At stage 11 expression of l(1)scUAS.cHa under the control of Scer\GAL4da.G32 does not lead to any changes in neuroblast numbers when compared to control embryos.
Before delamination of the SI neuroblasts, the ventral neuroectoderm (VNE) of embryos expressing l(1)scScer\UAS.cHa under the control of Scer\GAL4da.G32 can be subdivided into three longitudinal regions based on average cell size, as in wild-type embryos. More enlarged cells are detected in all regions of the VNE compared to wild type; 81% in the medial, 65% in the intermediate and 71% in the lateral region (wild-type numbers are 63%, 20% and 64% respectively). The morphologies and cell sizes of the neuroblasts are altered compared to wild type; whereas in wild-type embryos the delaminating neuroblasts have small apical surfaces and are basally bloated, almost all SI neuroblasts in the VNE of embryos expressing l(1)scScer\UAS.cHa under the control of Scer\GAL4da.G32 are basally and apically bloated. As in wild-type embryos, the neuroectodermal cells that have become enlarged decrease in size during delamination of the SI neuroblasts.

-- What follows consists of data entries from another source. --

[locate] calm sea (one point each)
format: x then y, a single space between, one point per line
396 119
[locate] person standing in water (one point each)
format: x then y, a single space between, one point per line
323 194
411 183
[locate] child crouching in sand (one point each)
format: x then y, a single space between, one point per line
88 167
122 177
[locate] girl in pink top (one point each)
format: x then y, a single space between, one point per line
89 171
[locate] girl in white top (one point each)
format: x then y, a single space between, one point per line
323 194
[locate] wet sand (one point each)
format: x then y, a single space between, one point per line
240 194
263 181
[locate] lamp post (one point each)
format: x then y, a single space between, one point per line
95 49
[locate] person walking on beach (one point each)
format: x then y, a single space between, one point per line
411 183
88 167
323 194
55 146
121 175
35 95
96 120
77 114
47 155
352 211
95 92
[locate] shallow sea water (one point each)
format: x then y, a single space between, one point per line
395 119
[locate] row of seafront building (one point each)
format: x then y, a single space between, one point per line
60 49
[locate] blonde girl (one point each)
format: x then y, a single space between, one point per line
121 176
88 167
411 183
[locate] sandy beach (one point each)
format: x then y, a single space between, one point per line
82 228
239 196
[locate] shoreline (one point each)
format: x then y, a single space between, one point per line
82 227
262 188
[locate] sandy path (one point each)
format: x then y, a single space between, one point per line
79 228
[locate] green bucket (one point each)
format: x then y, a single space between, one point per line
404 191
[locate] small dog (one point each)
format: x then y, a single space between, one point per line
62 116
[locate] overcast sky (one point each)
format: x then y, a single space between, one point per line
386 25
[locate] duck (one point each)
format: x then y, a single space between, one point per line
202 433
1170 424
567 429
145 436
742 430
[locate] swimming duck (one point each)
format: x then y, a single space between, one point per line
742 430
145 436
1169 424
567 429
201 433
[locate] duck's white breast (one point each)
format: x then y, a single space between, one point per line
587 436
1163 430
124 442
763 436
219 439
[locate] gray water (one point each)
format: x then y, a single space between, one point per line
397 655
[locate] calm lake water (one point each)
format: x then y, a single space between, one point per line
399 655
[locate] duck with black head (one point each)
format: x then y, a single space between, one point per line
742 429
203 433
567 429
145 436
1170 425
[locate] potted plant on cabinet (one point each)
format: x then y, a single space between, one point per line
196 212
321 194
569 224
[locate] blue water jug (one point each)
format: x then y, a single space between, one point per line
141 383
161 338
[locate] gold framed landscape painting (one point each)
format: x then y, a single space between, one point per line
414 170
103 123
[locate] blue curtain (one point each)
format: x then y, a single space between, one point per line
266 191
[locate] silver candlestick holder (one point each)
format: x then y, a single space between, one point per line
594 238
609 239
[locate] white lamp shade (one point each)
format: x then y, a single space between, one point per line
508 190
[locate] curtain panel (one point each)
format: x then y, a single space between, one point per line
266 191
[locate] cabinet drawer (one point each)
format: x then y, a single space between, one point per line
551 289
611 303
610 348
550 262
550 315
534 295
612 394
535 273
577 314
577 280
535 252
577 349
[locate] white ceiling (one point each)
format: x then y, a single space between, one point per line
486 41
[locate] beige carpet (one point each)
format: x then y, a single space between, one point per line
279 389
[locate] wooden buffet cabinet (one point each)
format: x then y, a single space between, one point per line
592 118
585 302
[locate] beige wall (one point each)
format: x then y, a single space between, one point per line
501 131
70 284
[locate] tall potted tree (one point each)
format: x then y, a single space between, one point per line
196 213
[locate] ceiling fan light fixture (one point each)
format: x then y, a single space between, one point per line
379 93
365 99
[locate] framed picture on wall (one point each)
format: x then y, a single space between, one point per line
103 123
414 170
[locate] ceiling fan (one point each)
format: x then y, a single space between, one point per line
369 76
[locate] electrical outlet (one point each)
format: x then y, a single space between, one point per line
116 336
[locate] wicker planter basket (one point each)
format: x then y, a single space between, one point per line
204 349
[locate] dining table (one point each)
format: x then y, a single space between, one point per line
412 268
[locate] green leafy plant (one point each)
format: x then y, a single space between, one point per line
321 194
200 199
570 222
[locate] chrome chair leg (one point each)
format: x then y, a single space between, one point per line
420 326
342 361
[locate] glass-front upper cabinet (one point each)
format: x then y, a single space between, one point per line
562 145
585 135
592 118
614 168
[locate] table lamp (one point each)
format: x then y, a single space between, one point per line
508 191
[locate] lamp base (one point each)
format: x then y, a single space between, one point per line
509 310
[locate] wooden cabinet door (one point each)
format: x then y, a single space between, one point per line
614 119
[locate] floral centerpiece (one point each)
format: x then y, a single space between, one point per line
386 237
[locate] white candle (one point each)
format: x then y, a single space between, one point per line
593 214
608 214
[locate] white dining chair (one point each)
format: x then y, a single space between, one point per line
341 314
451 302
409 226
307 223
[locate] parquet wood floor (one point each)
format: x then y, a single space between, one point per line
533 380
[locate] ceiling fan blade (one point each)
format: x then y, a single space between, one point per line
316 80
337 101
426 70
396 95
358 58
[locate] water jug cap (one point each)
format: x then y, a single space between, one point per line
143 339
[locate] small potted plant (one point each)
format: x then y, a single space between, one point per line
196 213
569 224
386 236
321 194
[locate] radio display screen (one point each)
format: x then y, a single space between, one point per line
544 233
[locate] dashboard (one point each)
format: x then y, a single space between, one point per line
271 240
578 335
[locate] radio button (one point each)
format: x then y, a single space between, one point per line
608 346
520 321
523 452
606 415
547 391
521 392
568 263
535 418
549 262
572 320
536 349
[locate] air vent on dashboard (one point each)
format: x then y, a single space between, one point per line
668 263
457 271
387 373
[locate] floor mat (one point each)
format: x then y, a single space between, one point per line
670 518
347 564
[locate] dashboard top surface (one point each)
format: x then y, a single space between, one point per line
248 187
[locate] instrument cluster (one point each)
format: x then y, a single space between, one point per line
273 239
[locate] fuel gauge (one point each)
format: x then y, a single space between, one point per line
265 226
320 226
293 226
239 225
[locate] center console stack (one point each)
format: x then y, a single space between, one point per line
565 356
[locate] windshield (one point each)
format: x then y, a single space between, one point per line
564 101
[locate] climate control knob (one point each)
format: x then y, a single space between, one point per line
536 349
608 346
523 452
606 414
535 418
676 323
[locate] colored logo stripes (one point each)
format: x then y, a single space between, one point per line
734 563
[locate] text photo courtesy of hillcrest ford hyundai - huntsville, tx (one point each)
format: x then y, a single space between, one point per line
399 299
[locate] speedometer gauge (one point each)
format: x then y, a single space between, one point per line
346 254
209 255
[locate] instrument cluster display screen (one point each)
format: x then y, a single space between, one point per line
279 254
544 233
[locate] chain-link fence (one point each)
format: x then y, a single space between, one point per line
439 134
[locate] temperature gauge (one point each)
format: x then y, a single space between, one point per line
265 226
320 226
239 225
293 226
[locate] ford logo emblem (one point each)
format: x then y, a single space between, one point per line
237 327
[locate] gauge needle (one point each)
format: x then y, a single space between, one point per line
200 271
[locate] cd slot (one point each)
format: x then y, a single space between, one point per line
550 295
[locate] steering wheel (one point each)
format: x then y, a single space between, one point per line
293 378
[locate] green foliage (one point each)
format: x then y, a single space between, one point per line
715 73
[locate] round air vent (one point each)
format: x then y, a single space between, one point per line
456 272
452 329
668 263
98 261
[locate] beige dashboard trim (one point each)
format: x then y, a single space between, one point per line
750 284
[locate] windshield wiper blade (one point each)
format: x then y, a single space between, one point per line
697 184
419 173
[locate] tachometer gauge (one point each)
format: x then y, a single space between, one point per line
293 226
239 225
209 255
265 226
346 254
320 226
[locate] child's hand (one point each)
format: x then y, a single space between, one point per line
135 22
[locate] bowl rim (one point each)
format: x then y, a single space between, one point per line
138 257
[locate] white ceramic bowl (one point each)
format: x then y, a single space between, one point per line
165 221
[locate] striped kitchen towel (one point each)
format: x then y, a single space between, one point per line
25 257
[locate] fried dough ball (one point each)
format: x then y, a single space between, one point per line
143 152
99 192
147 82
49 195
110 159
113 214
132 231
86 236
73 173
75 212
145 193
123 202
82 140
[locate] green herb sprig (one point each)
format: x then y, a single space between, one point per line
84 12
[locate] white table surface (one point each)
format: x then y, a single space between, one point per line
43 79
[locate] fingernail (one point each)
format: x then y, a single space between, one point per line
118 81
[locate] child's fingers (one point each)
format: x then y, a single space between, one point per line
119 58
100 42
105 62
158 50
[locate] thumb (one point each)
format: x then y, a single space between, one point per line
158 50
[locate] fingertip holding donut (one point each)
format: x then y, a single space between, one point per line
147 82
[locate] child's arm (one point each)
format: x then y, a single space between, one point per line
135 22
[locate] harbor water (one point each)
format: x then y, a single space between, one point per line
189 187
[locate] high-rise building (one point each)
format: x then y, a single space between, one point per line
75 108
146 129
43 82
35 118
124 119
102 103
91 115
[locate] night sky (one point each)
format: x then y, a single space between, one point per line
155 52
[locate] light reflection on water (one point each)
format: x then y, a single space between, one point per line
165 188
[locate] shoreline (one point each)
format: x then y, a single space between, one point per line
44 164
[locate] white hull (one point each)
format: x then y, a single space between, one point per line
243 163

Neural hypoplasia of the CNS and PNS in Df(1)260-1 hemizygous embryos is strongly reduced by Scer\GAL4da.G32-mediated expression of l(1)scScer\UAS.cHa. Scer\GAL4da.G32-mediated expression is not sufficient to promote the development of ectopic nerve cells in wild type embryos, but does cause defects in internal sensory organs.
Ectopic external sense organs develop, macrochaetae, microchaetae and campaniform sensilla, on virtually every part of the body. Extra veins with microchaetae also develop on the wing blade.